Het was een lange reis geweest. Niet zo eentje die je weleens op televisie ziet; met heel veel mooie plekken en prachtige vergezichten. Niet bepaald. Het is niet zo dat alles had tegengezeten of dat er geen mooie momenten waren geweest, maar het was onderweg niet meer dan een zoektocht geworden naar de eindbestemming. Overigens niet helemaal wetende hoe deze eruit zou zien. Dat was namelijk in geen brochure terug te vinden. Daar had hij zich dus zelf een beeld bij moeten vormen, maar het zou de reis meer dan waard zijn, zo had men hem verteld. En dus ging hij op pad.

Behalve een lange reis was het ook een vermoeiende geweest. Soms met het idee dat er nooit meer een einde aan ging komen. Andere keren ontspannen en gelaten om zich heen kijkend en de mooie dingen er tussenuit pikkend. De vervelendste momenten waren toch wel die, als hij dacht op de plaats van bestemming te zijn aangekomen, maar dit niet het geval bleek te zijn. Het gevoel in een pretpark in een lange zigzag-rij voor een attractie te staan. En als je er dan bent, na God mag weten hoeveel zigzag’s, er toch nog een nieuwe ‘zag’ is na, wat je dacht, de laatste ‘zig’.  

En die paar keer dat hij zijn spullen zelfs al had uitgepakt. Geïnstalleerd en klaar voor wat de mooiste en langste vakantie ooit zou worden. Klaar met reizen. Het onderweg zijn zat. Maar dan toch de boel weer moeten pakken en gedwee de reis weer aanvaarden. Weer die ontberingen, weer de monotone eenzaamheid van het langdurig van huis zijn. Zo lang, dat je ‘thuis’ al niet eens meer helemaal lekker voor de geest kunt halen. Lichamelijk en geestelijk moe. Soms in paniek uit het raam kijkend of dit wel de juiste bus of trein was. Maar onderweg stoppen, uitstappen en het erbij laten? Hij peinsde er niet over.
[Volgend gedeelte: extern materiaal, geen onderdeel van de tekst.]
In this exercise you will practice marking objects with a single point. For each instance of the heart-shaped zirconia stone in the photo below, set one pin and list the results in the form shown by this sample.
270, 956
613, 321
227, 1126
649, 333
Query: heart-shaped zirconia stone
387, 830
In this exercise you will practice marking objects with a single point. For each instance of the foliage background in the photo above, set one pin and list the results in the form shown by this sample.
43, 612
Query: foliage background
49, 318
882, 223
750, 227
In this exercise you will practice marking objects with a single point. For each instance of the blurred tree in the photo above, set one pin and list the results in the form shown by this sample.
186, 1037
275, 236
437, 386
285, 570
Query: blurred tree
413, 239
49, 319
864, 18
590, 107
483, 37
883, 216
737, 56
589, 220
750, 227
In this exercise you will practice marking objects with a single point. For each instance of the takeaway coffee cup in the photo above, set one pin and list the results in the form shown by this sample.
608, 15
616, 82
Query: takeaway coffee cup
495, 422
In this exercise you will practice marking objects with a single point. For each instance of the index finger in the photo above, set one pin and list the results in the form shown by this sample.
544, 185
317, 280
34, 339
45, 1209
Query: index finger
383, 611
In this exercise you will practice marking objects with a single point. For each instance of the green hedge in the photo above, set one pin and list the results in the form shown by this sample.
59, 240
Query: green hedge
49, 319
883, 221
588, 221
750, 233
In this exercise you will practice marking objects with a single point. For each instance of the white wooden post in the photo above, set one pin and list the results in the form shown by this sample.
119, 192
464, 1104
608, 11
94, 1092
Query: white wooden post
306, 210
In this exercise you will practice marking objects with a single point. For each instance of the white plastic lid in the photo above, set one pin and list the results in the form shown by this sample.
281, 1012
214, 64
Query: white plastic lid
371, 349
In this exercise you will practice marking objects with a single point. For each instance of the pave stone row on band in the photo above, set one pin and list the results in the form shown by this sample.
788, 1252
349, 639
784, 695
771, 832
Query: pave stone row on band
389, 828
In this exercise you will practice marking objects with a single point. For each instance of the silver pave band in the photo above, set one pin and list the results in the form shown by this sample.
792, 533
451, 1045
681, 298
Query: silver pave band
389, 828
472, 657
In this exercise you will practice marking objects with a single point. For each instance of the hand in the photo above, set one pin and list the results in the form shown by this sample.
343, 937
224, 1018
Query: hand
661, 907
Abrupt werd er aan de rem getrokken, zo leek het. Met veel herrie en kabaal stopte de trein. Na het piepen van de metalen wielen op de rails, was het even stil. Was het hier? Voorzichtig keek hij uit het raam. Hij zag nog niets van het bijzondere dat hem voorgesteld was. Hij stond op, pakte zijn bagage en liep naar de deur. Het perron was leeg, er was verder niemand in de trein. Wacht, daar, een stuk terug, vlakbij de ingang van het station. Stond daar iemand? Hij liep die kant op. Steeds een beetje sneller. Toen hij slechts nog een paar meter verwijderd was, draaide zij zich om en keek hem aan. Ze glimlachte. ‘Heb je ver moeten reizen om mij te vinden?’ Vroeg ze. En ze pakte zijn hand.